Bien évidemment, les progrès relatifs aux ODD ne reposent pas seulement sur un accroissement du financement, mais également sur une distribution plus équitable de l’argent disponible. Dans un nouveau rapport qui sera présenté aux Réunions de printemps FMI-Banque mondiale, l’ONG Save the Children expose le fossé flagrant entre les risques sanitaires, qui concernent essentiellement les enfants les plus pauvres, et les dépenses publiques de la santé, dont profitent surtout les foyers plus aisés.

Ce constat va à l’encontre de l’engagement fondamental pris par les gouvernements en adhérant aux ODD – que les pays qui sont encore les plus loin d’avoir atteint ces objectifs seraient ceux à enregistrer les progrès les plus rapides. Selon les termes de l’agenda 2030, il s’agit de « ne laisser personne de côté ».

La Banque mondiale a son rôle à jouer pour améliorer la responsabilisation des gouvernements à tenir cet engagement en coopérant avec les agences des Nations unies et nationales afin de suivre et rendre compte du rythme de la réduction des disparités concernant des indicateurs clés, dont les taux de mortalité et l’éducation.

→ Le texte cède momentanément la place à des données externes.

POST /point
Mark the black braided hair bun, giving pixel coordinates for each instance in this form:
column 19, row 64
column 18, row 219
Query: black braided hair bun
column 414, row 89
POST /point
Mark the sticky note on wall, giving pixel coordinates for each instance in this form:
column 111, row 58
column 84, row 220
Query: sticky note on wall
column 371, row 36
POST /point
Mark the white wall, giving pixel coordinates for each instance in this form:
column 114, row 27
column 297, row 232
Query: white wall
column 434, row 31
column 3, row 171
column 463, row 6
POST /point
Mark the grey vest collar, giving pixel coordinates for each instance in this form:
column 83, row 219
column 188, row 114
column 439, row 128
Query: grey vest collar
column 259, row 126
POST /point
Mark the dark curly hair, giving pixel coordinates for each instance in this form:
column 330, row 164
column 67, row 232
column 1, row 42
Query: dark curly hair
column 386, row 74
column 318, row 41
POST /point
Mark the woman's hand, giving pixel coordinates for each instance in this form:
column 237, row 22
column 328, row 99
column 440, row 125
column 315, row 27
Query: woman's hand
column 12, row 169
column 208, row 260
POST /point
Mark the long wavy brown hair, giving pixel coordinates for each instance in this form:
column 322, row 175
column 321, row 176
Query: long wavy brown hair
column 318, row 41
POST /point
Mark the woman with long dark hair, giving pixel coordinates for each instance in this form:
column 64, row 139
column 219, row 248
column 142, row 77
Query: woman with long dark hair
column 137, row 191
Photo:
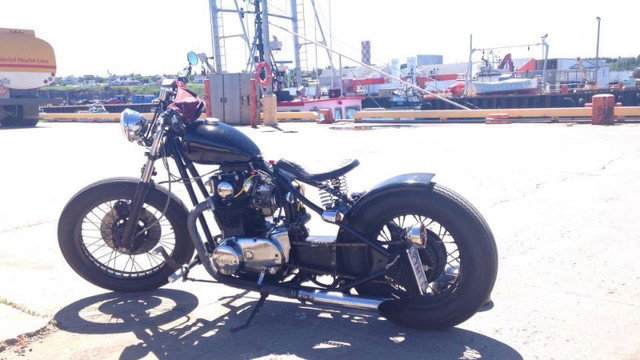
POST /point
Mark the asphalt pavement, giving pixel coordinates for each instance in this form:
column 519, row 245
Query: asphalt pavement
column 562, row 201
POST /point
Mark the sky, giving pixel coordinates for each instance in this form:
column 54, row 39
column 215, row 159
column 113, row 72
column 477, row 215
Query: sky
column 153, row 37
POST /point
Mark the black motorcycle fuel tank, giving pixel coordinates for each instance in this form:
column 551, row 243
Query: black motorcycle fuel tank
column 209, row 141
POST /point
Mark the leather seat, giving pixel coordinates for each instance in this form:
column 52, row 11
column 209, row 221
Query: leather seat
column 301, row 174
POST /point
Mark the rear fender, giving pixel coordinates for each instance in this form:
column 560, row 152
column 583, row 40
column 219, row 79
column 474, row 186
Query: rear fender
column 400, row 183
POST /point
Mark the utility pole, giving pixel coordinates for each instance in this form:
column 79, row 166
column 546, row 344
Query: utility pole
column 598, row 51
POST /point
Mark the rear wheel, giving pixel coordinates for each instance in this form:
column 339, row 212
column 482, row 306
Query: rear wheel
column 90, row 229
column 460, row 259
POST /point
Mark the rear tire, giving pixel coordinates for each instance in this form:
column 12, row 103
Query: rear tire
column 475, row 250
column 87, row 231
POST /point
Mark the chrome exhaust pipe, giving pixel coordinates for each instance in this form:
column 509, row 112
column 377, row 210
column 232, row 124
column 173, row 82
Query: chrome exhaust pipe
column 339, row 299
column 310, row 295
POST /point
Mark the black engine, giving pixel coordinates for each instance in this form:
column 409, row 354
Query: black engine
column 243, row 199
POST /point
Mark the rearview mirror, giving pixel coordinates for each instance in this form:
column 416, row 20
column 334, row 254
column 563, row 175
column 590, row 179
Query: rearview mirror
column 192, row 58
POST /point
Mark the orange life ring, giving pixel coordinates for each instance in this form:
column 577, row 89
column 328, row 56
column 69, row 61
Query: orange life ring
column 267, row 71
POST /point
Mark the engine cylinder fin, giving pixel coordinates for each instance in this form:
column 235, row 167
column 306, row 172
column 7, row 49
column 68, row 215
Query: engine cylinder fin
column 332, row 190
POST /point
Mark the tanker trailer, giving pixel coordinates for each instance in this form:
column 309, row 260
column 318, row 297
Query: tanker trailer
column 26, row 64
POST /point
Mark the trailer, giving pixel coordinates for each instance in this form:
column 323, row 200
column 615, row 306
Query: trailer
column 26, row 64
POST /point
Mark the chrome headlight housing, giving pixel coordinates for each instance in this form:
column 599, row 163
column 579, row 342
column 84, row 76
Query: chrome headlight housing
column 134, row 125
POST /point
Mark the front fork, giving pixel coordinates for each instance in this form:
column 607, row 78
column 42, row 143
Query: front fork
column 135, row 208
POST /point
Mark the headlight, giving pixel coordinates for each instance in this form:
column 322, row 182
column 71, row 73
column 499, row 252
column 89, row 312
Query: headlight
column 134, row 125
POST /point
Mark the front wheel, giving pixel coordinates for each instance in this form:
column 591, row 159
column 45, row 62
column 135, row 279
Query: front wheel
column 459, row 260
column 91, row 225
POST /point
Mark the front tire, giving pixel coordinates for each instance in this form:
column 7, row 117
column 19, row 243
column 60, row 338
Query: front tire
column 462, row 258
column 88, row 232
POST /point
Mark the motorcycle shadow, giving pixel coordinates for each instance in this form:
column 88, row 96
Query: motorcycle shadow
column 163, row 322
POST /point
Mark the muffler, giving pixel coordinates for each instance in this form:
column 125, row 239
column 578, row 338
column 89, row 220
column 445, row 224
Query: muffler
column 310, row 295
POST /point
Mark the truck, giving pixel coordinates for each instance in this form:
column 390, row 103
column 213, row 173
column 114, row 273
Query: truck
column 142, row 99
column 26, row 64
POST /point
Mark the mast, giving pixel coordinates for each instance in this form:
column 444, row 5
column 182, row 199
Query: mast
column 266, row 47
column 324, row 39
column 215, row 35
column 296, row 41
column 468, row 79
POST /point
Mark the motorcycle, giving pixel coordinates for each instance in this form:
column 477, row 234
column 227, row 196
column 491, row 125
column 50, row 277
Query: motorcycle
column 413, row 250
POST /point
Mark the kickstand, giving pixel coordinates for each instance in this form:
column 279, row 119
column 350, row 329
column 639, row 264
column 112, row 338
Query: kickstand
column 256, row 309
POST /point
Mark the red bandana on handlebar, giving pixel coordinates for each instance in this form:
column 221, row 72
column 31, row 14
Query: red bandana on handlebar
column 188, row 104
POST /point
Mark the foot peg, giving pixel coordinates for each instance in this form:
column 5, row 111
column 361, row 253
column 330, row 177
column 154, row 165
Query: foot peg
column 180, row 272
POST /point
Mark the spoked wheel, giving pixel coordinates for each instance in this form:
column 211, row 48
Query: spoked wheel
column 459, row 260
column 440, row 257
column 90, row 231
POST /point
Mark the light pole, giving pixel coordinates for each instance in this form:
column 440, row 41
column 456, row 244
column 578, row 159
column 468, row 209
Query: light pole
column 598, row 51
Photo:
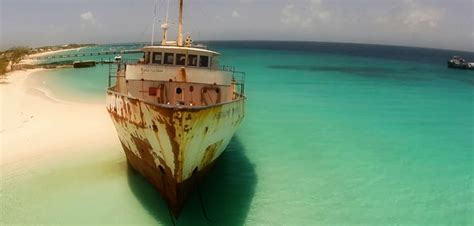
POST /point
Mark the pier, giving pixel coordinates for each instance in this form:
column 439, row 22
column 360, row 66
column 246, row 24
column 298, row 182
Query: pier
column 72, row 55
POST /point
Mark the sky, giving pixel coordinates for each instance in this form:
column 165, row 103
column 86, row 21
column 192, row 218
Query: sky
column 445, row 24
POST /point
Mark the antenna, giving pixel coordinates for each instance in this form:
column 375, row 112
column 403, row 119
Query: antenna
column 153, row 28
column 180, row 25
column 164, row 26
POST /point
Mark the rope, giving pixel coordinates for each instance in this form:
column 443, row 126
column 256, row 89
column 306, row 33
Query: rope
column 167, row 204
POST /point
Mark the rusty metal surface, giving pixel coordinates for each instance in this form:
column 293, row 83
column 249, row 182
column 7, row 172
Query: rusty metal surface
column 173, row 146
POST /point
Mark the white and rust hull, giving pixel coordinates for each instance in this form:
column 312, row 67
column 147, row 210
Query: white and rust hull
column 173, row 146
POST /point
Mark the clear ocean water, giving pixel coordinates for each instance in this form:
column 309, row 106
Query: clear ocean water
column 335, row 134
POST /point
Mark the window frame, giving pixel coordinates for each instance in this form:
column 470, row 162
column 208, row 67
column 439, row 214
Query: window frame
column 205, row 56
column 153, row 59
column 177, row 56
column 189, row 61
column 165, row 58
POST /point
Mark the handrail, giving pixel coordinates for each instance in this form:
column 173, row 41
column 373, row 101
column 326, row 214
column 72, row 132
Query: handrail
column 238, row 77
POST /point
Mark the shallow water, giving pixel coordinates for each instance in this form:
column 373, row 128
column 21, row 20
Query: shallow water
column 334, row 134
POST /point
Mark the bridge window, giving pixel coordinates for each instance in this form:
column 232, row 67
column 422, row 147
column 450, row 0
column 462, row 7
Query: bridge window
column 157, row 58
column 192, row 60
column 146, row 57
column 203, row 61
column 169, row 58
column 180, row 59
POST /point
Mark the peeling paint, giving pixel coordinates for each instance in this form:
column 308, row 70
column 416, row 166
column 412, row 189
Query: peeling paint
column 176, row 139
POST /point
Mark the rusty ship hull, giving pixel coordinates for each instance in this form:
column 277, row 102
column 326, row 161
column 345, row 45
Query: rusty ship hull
column 173, row 146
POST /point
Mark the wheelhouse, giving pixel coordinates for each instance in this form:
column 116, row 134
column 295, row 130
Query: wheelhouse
column 189, row 57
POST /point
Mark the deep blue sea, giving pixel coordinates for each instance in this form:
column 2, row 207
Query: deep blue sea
column 334, row 134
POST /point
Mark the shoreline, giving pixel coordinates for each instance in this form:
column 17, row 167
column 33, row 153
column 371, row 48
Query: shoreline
column 28, row 59
column 52, row 52
column 35, row 123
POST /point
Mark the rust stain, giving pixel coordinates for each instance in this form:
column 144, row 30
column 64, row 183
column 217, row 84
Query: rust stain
column 209, row 153
column 183, row 74
column 177, row 124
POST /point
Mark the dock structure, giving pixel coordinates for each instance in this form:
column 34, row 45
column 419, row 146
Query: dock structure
column 72, row 55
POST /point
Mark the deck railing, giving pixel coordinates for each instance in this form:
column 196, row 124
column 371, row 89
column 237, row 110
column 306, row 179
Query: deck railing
column 238, row 77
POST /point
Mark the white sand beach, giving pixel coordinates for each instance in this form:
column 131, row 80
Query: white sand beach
column 33, row 124
column 29, row 59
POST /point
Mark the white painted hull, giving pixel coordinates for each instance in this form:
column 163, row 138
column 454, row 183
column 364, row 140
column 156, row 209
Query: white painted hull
column 173, row 146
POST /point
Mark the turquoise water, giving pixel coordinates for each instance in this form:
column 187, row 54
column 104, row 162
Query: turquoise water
column 334, row 135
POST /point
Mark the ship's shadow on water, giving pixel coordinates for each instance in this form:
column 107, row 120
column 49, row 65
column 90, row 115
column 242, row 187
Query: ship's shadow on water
column 226, row 192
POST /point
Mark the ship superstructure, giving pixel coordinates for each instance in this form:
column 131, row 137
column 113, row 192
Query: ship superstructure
column 175, row 111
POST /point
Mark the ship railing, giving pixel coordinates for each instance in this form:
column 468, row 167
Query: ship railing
column 238, row 77
column 116, row 67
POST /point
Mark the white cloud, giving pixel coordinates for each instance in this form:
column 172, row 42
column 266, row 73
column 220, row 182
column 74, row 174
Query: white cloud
column 235, row 14
column 88, row 19
column 304, row 16
column 413, row 16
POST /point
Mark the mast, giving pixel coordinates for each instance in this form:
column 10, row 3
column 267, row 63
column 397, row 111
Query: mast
column 164, row 26
column 153, row 27
column 180, row 25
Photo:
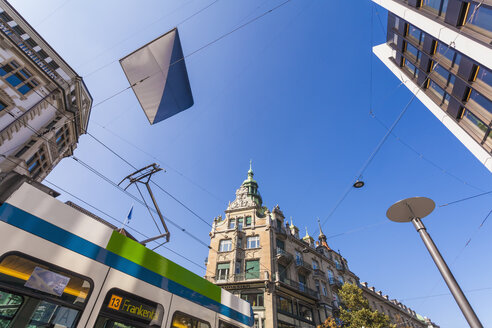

Tant la Banque mondiale que le FMI doivent également utiliser la publication de leurs états financiers pour vérifier si les politiques fiscales sont alignées sur cet engagement à réduire les disparités.

David Malpass a le privilège et la responsabilité unique de superviser l’une des plus importantes institutions mondiales de financement du développement – une institution qui emploie une multitude de fonctionnaires dévoués et déterminés à transformer la vie de millions de personnes en réalisant les Objectifs de développement durable. Il ne doit pas se soustraire à ses obligations.